We think of a "mystery novel" as a book with a murder in it. But all stories, like all lives, are mysteries. We listen to stories to meet strangers and learn their plots. What happened before, what happens next? We are private eyes searching for clues to our connections. Safe in fiction, we are testing our hearts.

Huckleberry Finn is a murder mystery in which the young hero fakes his own death and learns of his own father's murder. Oedipus Rex is a murder mystery in which the detective discovers that he himself is the killer. Who did it? How was it done? And most of all, why was it done? The heart of fiction is always to get at the secrets.

Because murder is the highest crime against our shared humanness, it is to murder that the community responds most collectively and dramatically. We search, we unleash the law, we expose and expel the violator. What could be better for a storyteller than a world of such secrets, such discoveries, such consequences? (It is no coincidence that there is a murder mystery in almost every one of Dickens's novels.)

American detective fiction was fathered in the South by Poe and Twain, and has carried that strong heritage through Intruder in the Dust and To Kill a Mockingbird to the novels of my contemporaries. To solve murders, detectives must unearth all the buried social and familial entanglements that led to the crimes. Hiding secrets, digging them up -- it's a Southern tradition. The roots of our lives are tangled deep in a shared rich and painful past that is always struggling up out of its grave to haunt us.
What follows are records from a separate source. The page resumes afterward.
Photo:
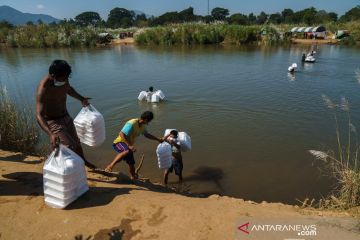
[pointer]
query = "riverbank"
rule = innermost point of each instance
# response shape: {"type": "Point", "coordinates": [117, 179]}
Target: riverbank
{"type": "Point", "coordinates": [115, 207]}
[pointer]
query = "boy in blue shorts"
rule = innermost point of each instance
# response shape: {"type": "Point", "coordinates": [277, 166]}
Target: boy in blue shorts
{"type": "Point", "coordinates": [124, 143]}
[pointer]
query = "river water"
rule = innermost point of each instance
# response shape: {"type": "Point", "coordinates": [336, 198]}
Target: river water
{"type": "Point", "coordinates": [251, 123]}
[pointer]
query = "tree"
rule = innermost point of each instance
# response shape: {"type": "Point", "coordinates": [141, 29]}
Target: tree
{"type": "Point", "coordinates": [351, 15]}
{"type": "Point", "coordinates": [187, 15]}
{"type": "Point", "coordinates": [219, 13]}
{"type": "Point", "coordinates": [309, 16]}
{"type": "Point", "coordinates": [262, 18]}
{"type": "Point", "coordinates": [333, 16]}
{"type": "Point", "coordinates": [252, 18]}
{"type": "Point", "coordinates": [238, 18]}
{"type": "Point", "coordinates": [287, 15]}
{"type": "Point", "coordinates": [141, 21]}
{"type": "Point", "coordinates": [166, 18]}
{"type": "Point", "coordinates": [120, 17]}
{"type": "Point", "coordinates": [88, 18]}
{"type": "Point", "coordinates": [275, 18]}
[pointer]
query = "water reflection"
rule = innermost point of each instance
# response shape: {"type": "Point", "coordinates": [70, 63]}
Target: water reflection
{"type": "Point", "coordinates": [291, 77]}
{"type": "Point", "coordinates": [207, 174]}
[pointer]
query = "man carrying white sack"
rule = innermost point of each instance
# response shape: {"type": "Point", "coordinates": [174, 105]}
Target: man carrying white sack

I think that readers today turn to the "mystery" because they can find there the kind of storytelling they once found in general fiction. I turn to the mystery for the same reason. When you write a murder mystery, you enlarge your canvas beyond the relational and domestic, beyond the intimate confines of many modern novels. You move your story into a public realm where plots have moral and political and social dimensions, where private acts have consequences beyond the personal. In short, you bring in a world.

End Quote.


Chester Campbell said...

Interesting take on the mystery, Pat. It takes us out of the microcosm of the familial into a broader world.

Jean Henry Mead said...

I love the letter from Michael Malone on mysteries. Readers like to be involved in solving puzzles and sorting out the mysterious aspects of a plot. And as long as we play fair with our readers, they're going to be more than satisfied at the conclusions of our books.

Helen Ginger said...

I like that letter. Thank you for sharing it. The murder in a mystery goes beyond the killing. A mystery, in fact, may not even involve a killing.

Straight From Hel

Anonymous said...

Jean and Helen:

Thanks for your comments.
I never cease to be grateful that I saved Malone's letter, never knowing that it would be omitted in the published version of FIRST LADY.

I drag Malone's letter out periodically, to refresh my memory, refresh my outlook, and inspire me all over again.

Pat Browning

Anonymous said...

Oops, Chester:
Somehow I missed your comment. Thanks!